颍川正要说什么,电话铃恰在这时响起,他站起来欲要去接电话,潇潇把闷了一天的话已经说出来,立刻感到气顺了许多,心情自然也好了不少,便起身道:“噢,还是我来吧。”
“hello,噢是我,您哪位啊?噢,小柳啊,差点儿没听出来,你找我啥事儿?”
颍川听说是柳絮儿来的电话,便耸了耸肩,一旁抱着happy逗它去了。
电话那端的柳絮儿道:“潇潇,今早真对不起,本来我想跟你说几句的,可是,因为那些小鼠的缘故我心裏难过得要死,你跟老夏一直在说,我插不上嘴,你今儿又走得早,我有几句悄悄话想跟你私下裏说说。”

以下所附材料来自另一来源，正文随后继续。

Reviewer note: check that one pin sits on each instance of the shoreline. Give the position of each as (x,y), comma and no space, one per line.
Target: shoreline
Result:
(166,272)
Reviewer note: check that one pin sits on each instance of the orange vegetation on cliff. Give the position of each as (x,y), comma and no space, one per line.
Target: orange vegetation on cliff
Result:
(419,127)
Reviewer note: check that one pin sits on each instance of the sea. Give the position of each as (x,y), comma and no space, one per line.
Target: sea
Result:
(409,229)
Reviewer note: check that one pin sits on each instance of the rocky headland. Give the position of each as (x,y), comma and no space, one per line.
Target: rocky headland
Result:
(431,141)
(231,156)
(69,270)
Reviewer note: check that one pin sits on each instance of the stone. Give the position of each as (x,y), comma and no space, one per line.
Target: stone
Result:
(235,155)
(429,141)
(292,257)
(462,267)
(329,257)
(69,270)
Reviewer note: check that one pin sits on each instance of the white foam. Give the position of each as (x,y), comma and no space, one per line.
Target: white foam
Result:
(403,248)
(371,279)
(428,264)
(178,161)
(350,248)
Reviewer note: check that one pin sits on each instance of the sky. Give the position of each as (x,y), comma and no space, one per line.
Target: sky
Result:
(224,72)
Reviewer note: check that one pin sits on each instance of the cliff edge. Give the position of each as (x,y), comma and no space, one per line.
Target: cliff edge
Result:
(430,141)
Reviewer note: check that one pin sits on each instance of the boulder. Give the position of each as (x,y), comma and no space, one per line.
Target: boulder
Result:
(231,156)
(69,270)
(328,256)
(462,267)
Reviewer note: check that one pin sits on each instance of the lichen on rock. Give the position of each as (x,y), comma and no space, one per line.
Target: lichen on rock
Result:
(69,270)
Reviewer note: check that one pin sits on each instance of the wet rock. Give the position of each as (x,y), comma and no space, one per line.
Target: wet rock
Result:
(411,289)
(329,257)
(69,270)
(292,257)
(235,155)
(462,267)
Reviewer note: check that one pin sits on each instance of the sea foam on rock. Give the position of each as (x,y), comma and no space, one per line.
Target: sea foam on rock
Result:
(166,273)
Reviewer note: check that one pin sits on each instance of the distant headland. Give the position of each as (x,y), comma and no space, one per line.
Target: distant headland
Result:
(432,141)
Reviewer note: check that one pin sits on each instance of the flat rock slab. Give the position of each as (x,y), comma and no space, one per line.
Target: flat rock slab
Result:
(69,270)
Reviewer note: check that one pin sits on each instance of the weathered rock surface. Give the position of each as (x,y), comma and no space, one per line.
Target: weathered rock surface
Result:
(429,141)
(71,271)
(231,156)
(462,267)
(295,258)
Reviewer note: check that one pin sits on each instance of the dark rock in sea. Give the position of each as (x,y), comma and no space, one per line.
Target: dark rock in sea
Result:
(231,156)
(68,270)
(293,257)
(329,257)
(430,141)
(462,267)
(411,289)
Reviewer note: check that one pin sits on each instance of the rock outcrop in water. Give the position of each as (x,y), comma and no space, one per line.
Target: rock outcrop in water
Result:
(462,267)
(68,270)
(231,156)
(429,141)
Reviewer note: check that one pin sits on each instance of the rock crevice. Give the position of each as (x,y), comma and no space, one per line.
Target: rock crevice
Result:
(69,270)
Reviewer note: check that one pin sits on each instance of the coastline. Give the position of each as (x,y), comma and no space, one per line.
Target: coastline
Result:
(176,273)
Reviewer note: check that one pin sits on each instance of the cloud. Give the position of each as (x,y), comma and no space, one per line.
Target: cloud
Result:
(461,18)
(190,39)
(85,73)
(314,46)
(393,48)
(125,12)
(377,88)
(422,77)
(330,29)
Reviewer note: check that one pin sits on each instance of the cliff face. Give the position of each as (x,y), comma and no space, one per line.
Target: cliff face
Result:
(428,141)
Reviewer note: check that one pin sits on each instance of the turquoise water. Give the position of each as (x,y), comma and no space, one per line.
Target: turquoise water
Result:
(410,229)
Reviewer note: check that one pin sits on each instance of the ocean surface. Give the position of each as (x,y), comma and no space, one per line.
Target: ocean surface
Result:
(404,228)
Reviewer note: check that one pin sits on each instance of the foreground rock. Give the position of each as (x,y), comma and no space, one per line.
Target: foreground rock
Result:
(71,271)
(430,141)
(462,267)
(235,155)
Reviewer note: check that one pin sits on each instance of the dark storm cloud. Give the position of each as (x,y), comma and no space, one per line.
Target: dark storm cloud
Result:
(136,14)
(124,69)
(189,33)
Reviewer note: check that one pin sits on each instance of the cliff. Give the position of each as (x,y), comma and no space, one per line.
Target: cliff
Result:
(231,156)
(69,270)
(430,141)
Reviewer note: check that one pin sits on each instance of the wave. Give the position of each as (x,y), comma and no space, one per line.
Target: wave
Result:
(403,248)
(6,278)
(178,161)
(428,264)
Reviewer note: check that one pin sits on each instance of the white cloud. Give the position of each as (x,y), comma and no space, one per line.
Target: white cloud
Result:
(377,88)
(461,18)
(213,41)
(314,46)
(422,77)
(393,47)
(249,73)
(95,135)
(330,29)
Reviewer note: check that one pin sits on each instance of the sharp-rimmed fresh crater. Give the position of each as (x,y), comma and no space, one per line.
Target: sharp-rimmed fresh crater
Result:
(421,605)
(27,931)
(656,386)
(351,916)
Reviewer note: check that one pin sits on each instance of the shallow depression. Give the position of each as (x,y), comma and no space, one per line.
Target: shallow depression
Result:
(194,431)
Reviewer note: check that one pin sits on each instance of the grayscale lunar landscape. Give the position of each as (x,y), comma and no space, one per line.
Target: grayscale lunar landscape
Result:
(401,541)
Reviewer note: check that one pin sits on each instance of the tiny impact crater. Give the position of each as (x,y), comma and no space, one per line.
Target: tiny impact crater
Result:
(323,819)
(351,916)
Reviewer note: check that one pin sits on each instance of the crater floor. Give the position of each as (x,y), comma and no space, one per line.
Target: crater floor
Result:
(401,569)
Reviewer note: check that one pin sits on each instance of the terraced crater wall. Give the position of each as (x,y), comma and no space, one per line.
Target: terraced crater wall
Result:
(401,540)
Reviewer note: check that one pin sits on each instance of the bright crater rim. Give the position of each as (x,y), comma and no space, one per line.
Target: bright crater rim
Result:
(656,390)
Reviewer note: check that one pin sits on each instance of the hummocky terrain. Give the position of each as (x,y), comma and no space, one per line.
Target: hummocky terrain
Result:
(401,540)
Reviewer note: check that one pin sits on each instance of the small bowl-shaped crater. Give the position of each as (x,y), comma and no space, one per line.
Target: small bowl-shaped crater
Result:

“噢,你说吧,道歉就没必要了,你又没做错什么”,潇潇冷冷地回了一句,对她想说什么心知肚明,就是装糊涂。
“潇潇,今早的主意是我跟老夏提的,你莫怪他,要怪就怪我吧。”
潇潇听柳絮儿这么一说,心想:嗯,还挺聪明的呢,知道瞒不了我。她轻蔑地撇撇嘴,道:“我没有怪你的意思啊,是老夏这人说话不给人留有余地,说是跟我商量,小柳,你今儿也看见了,他那是跟我商量吗?根本不尊重人嘛。”
“潇潇,老夏这人脾气急,你也不是不知道,你今早来之前,我本来只是想提个建议,等你来了以后大家讨论讨论看行不行,谁知他跟个炮筒子似的,‘呛呛呛’就是一通,都不给我个解释的机会,让我在一旁也很为难,都不知该说啥是好。你走了之后,我婉转地劝了他几句,他冷静下来后也挺后悔的,他说他没有要逼你的意思,只是,话赶话,一下子就说到那儿了不好收场,这不,他抹不开面子来跟你道个歉,我就拍胸脯,自告奋勇地来当这个和事佬了……潇潇,看在我的面子上,别跟他一般见识了,好吗?大家每天抬头不见低头见的,这样别扭着也不是个事儿啊。”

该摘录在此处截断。